On the other side, to rebuild the tree, I call the following method:

def huffman_decompress(self):
  [... open file ...]
    [... read bytes ...]
    if self.huffman_tree_binary.pop(0) == "0":
      self.huffman_tree_root = Node(None)
    self.huffman_tree_root.left = Node(None)
    self.huffman_tree_root.right = Node(None)
    self.__rebuild_huffman_tree(self.huffman_tree_root.left)
    self.__rebuild_huffman_tree(self.huffman_tree_root.right)
    [... decompression ...]

def __rebuild_huffman_tree(self, current_node):
    if len(self.huffman_tree_binary) == 0:
      return
    self.huffman_tree_binary.pop(0)
    if self.huffman_tree_binary[0] == "1":
      self.huffman_tree_binary.pop(0)
      bits = ""
      for _ in range(8):
        bits += self.huffman_tree_binary.pop(0)
      current_node.char = int(bits, 2)
    else:
      current_node.left = Node(None)
      current_node.right = Node(None)
      self.__rebuild_huffman_tree(current_node.left)
      self.__rebuild_huffman_tree(current_node.right)

This is surely not the most elegant implementation to recursively rebuild the tree, but I can't figure out why a fraction of the leaf nodes end up at different locations in the tree. I figure (naturally) there must be something wrong with how I build the binary representation pre-compression, or how I rebuild the tree, but I haven't figured out which one might be wrong yet.


Solution

  • No, you do not want to include the frequency table in your compressed data. You are trying to compress, so you want to use as few bits as possible to provide the information required to decompress. Sending the frequency table is the worst way to do that. The frequency table contains extraneous information that is not needed to reconstruct the Huffman codes. Many, many different frequency tables will produce the same Huffman code.

    You instead want to send a representation of the Huffman code that was computed from the frequency table. Two of the most common ways are to send the tree, or to send the code lengths.

    You can send the Huffman tree very easily by simply traversing the tree recursively, as you must have done to create the Huffman codes, and sending a 0 bit for each node encountered, and a 1 bit followed by eight bits for the symbol encoded for each leaf encountered. That's it. Nothing could be easier. Then you can reconstruct the tree directly on the other end with recursion, and use the tree for decoding. This tree representation is self-terminating, and so is immediately followed by the codes for your data.

    In your example, you are encoding 100 different symbols. Then the tree will have 99 nodes and 100 leaves, and so will take 99 + 900 = 999 bits. For comparison, your frequency table, if represented as two bytes per frequency, would take 4096 bits. Or if four bytes per frequency as shown in another answer here, then 8192 bits! I could get fancy with encoding up to frequency 127 with one byte and higher with two bytes and get it down to 2148 bits. Still more than double 999 bits.

    Though you exclude it, one could do better still by using a Canonical Huffman code, where you build the code only from the code lengths for each symbol, not from the tree. Then you can just send the code lengths and that same build process followed on the decoding end. You would then use Huffman coding on those lengths, preceding it with a very small representation of that Huffman code. This is what is done in Deflate compression. Deflate represents the code from your example in 608 bits.

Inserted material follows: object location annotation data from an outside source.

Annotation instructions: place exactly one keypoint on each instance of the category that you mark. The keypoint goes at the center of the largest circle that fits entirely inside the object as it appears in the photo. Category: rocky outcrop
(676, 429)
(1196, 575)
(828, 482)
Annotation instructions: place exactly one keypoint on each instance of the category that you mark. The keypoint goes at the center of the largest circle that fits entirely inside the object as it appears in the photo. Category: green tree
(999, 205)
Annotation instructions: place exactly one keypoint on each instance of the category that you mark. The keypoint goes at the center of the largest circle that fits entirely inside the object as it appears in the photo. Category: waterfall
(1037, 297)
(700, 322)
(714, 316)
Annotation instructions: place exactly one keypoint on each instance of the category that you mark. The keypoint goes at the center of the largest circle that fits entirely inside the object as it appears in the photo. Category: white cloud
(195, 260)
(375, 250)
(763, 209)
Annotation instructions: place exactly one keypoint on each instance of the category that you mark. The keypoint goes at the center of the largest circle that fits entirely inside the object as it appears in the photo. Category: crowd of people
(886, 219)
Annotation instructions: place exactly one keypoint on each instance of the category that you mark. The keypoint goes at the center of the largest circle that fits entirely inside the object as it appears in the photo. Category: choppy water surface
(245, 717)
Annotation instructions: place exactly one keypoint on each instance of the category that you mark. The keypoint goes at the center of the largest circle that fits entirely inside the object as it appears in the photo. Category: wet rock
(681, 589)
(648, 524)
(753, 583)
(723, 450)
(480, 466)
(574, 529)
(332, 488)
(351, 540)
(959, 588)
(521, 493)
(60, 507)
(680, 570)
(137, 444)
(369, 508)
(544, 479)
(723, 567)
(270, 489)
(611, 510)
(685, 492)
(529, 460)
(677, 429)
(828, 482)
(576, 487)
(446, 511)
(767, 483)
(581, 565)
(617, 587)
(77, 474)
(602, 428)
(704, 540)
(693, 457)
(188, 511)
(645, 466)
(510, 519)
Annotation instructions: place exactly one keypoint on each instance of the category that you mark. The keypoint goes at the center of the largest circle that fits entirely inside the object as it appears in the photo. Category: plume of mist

    Update for new code in question:

    As I said above, "sending a 0 bit for each node encountered, and a 1 bit followed by eight bits for the symbol encoded for each leaf encountered". You are always sending a 0 with each call of __create_huffman_codes. You want to send a 0 only if it's a node, and you want to send a 1, followed by the symbol, only if it's a leaf. Also you don't need to call __create_huffman_codes if it's a leaf. You're done there. You call __create_huffman_codes (twice) only if it's a node.

    Also, it's just a waste of bits to add those two zeros to bring the tree description to a byte boundary for no reason, and it complicates the decoding. Just send the first symbol code bit immediately following the last Huffman tree bit.